11:00am–11:45am Wednesday, June 12, 2019
Secondary topics:  Language-focused, Overview, Theoretical

Who is this presentation for?

  • Engineering leaders, principal engineers, and application architects

Level

Intermediate

Prerequisite knowledge

  • The basics of microservice architectures and the benefits that they convey

What you'll learn

  • Learn about service mesh as an architectural pattern, the benefits it can provide, and the technical requirements for technologies that can operate as part of a service mesh

Description

Recent discussions about service mesh have been dominated by vendors, each trying to frame service mesh as a new technology that provides security, reliability, and observability for east-west traffic. However, just as microservices are an architectural pattern and not a specific technology, service mesh is a new way to deploy features that in the past fell into the category of API management.

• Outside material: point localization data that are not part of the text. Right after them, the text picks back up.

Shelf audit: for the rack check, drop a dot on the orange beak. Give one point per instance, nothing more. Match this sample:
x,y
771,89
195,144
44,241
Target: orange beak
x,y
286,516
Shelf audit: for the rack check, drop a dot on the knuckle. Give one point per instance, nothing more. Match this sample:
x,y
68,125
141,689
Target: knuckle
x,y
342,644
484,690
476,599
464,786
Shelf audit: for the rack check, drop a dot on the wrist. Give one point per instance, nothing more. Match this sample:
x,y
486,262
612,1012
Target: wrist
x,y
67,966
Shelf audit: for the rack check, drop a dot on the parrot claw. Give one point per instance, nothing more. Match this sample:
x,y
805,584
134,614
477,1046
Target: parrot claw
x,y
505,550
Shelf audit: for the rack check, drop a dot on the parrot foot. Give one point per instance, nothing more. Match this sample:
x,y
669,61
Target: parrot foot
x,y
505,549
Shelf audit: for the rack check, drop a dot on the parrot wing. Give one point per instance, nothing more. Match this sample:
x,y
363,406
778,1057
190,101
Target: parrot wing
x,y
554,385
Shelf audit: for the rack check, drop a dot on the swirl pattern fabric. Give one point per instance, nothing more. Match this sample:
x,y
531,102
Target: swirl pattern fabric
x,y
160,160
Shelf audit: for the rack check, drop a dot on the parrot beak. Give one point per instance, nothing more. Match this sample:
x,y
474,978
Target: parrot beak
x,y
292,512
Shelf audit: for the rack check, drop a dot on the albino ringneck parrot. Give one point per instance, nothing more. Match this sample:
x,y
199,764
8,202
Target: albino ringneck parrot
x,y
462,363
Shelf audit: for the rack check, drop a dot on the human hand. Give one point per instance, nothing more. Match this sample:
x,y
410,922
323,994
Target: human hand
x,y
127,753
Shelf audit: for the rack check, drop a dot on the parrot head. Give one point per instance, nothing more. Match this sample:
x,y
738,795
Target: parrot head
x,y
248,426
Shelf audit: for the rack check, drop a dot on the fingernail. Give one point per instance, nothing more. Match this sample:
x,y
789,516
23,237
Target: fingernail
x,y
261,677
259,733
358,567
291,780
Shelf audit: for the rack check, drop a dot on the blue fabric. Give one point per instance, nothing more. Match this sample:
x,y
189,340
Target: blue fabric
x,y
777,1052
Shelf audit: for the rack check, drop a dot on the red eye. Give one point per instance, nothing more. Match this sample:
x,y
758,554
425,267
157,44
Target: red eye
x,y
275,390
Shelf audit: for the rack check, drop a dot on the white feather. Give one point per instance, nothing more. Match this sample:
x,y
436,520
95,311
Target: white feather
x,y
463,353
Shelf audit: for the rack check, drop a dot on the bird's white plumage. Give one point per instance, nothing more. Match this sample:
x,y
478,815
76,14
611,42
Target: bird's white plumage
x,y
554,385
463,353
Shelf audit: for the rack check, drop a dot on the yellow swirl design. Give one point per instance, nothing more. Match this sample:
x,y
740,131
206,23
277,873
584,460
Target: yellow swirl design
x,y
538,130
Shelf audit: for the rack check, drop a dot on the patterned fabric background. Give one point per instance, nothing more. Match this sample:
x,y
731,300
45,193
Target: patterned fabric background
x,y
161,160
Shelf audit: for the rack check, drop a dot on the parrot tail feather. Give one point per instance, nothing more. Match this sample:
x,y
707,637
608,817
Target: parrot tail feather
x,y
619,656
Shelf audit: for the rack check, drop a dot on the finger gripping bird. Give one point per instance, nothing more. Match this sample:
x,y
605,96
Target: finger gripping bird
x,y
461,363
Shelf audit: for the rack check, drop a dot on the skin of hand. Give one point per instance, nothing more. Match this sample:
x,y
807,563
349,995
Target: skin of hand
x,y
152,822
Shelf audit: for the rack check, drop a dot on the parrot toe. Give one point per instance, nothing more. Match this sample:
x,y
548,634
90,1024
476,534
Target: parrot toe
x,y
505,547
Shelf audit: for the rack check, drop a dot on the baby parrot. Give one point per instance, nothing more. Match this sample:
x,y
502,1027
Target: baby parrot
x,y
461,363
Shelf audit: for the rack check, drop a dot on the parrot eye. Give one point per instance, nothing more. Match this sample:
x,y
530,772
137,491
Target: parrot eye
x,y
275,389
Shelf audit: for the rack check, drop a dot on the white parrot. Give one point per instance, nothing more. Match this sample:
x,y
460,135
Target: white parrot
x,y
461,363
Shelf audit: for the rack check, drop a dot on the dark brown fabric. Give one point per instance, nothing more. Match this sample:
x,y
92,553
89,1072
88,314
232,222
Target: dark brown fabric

In a service mesh, a proxy is deployed locally with each service in an application. Each service only communicates directly with the proxy on its host, and proxies communicate with each other to pass traffic between services over the network.

Marco Palladino explores the service mesh pattern and discusses the problems the pattern is designed to solve, including security (proxies can encrypt all network traffic without services being aware of it), observability (proxies collect metrics, logs, and tracing data from network traffic), reliability (proxies can enforce rate limiting, retries, and handle network drops), composability (swap or reuse services with nothing but a proxy configuration change), standardization (east-west traffic can all be secured in the same way), and efficient development (service developers can focus on business logic instead of interservice communication). Finally, he explains the requirements for any technology that supports this pattern: services can be any size, in any language, or run on any infrastructure or a mix; proxies need to be lightweight, since an instance will be deployed with each service; proxies should be flexible and composable to provide security, reliability, and observability benefits; proxies should be simple to deploy and replace in containerized environments; and proxies should be self-reliant and resilient to network slowdowns and failures.

Photo of Marco Palladino

Marco Palladino

Kong

Marco Palladino is CTO and cofounder of Kong, the most widely adopted OSS API and microservice gateway. He’s Kong’s coauthor, responsible for the design and delivery of the company’s products while also providing technical thought leadership around APIs and microservices within both Kong and the external software community. Marco is an inventor, software developer, and internet entrepreneur based in San Francisco. Previously, he cofounded Mashape, which became the largest API marketplace(acquired by RapidAPI in 2017).